The result was predictable: the database layer was a mess. I spent ninety minutes debugging the frontend, tracing issues back to schema and RLS problems that the adversarial review would have caught if it had been running. The Supabase MCP failure was the single point of failure that cascaded into the biggest debugging session of the day.

This is actually a useful validation. When the safety nets work, they catch real problems. When they silently fail, real defects get through. The lesson for the next MAI iteration is clear: silent failures need to become loud failures. A pre-flight check that confirms all model endpoints are reachable and all tool integrations are healthy before the first phase kicks off would have saved those ninety minutes.

Why 10x Is the Wrong Frame

The "AI makes you 10x faster" framing comes from thinking about AI as a faster typist — autocomplete on steroids. That misses what's actually changed.

A solo developer spending three months on this scope isn't writing code for three months. They're writing code for maybe three to four weeks and spending the rest on planning, context-switching, waiting for review, rebuilding context after interruptions, researching approaches, and all the overhead that surrounds actual implementation. AI doesn't just accelerate the coding — it eliminates the dead time.

With MAI, I'm running parallel workstreams with specialised agents. That's not 10x one engineer — it's closer to having a small team that doesn't need standups, doesn't context-switch, and doesn't go home. The bottleneck has shifted. The limiting factor yesterday wasn't code generation speed. It was infrastructure failures and debugging — the human-in-the-loop work is now almost entirely architectural decision-making and fault diagnosis, not implementation.
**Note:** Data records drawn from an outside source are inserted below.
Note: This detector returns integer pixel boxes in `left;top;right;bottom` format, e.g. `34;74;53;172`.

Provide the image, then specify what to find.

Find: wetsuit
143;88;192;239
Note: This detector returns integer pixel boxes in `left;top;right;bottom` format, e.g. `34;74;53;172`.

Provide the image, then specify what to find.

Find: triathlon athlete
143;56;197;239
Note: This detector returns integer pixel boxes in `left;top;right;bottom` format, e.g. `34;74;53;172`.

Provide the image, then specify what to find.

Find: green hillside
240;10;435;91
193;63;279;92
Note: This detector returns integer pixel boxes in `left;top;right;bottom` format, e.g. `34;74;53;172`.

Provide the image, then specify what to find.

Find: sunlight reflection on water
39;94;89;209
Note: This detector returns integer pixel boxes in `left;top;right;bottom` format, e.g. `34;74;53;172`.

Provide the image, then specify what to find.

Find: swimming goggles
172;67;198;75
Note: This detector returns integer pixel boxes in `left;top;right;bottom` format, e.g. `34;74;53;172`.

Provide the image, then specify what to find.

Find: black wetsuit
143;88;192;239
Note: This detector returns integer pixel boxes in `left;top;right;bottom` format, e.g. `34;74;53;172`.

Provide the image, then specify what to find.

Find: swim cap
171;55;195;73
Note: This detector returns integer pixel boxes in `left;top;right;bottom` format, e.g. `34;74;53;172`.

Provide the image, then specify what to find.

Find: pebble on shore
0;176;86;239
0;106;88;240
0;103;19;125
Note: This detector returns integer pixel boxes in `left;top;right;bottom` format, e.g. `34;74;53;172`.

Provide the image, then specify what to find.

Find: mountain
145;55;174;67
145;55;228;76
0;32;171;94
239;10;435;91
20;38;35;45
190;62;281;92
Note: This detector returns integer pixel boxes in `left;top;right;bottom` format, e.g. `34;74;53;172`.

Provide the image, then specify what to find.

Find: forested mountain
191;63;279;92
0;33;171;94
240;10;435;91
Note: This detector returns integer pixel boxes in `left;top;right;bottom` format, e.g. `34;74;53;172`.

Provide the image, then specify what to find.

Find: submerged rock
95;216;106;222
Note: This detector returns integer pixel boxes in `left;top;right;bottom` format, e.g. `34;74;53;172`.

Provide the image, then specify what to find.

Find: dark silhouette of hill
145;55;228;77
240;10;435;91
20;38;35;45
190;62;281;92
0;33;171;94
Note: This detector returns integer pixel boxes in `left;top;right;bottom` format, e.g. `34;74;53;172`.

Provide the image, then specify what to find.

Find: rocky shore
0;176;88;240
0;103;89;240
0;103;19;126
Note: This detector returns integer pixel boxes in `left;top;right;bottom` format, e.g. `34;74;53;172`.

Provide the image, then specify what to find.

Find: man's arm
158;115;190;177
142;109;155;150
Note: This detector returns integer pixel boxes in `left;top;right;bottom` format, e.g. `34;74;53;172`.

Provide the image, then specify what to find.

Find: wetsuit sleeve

This is a qualitative shift, not just a quantitative one. The role of the senior engineer isn't to write code faster. It's to make the right architectural decisions, recognise when something has gone wrong at a systems level, and maintain the judgement to know what to build and why. Those thirty-two years of experience aren't being replaced — they're being leveraged differently.

What's Next

BirthBuild is the first vertical. The horizontal platform beneath it is the real product — a licensable engine for building practitioner website builders across any service profession. The instructor licensing model means each training provider becomes a distribution channel, with every graduating cohort as a captive audience who need exactly this tool.

The immediate priority is hardening the database layer (the MCP failures made that urgent), fixing MAI's silent failure handling, and proving the horizontal thesis by spinning up a second vertical quickly.

But the core point stands: I went from zero to a live, deployed, revenue-ready SaaS product in a single working day. The 10x discourse isn't wrong — it's just not thinking big enough.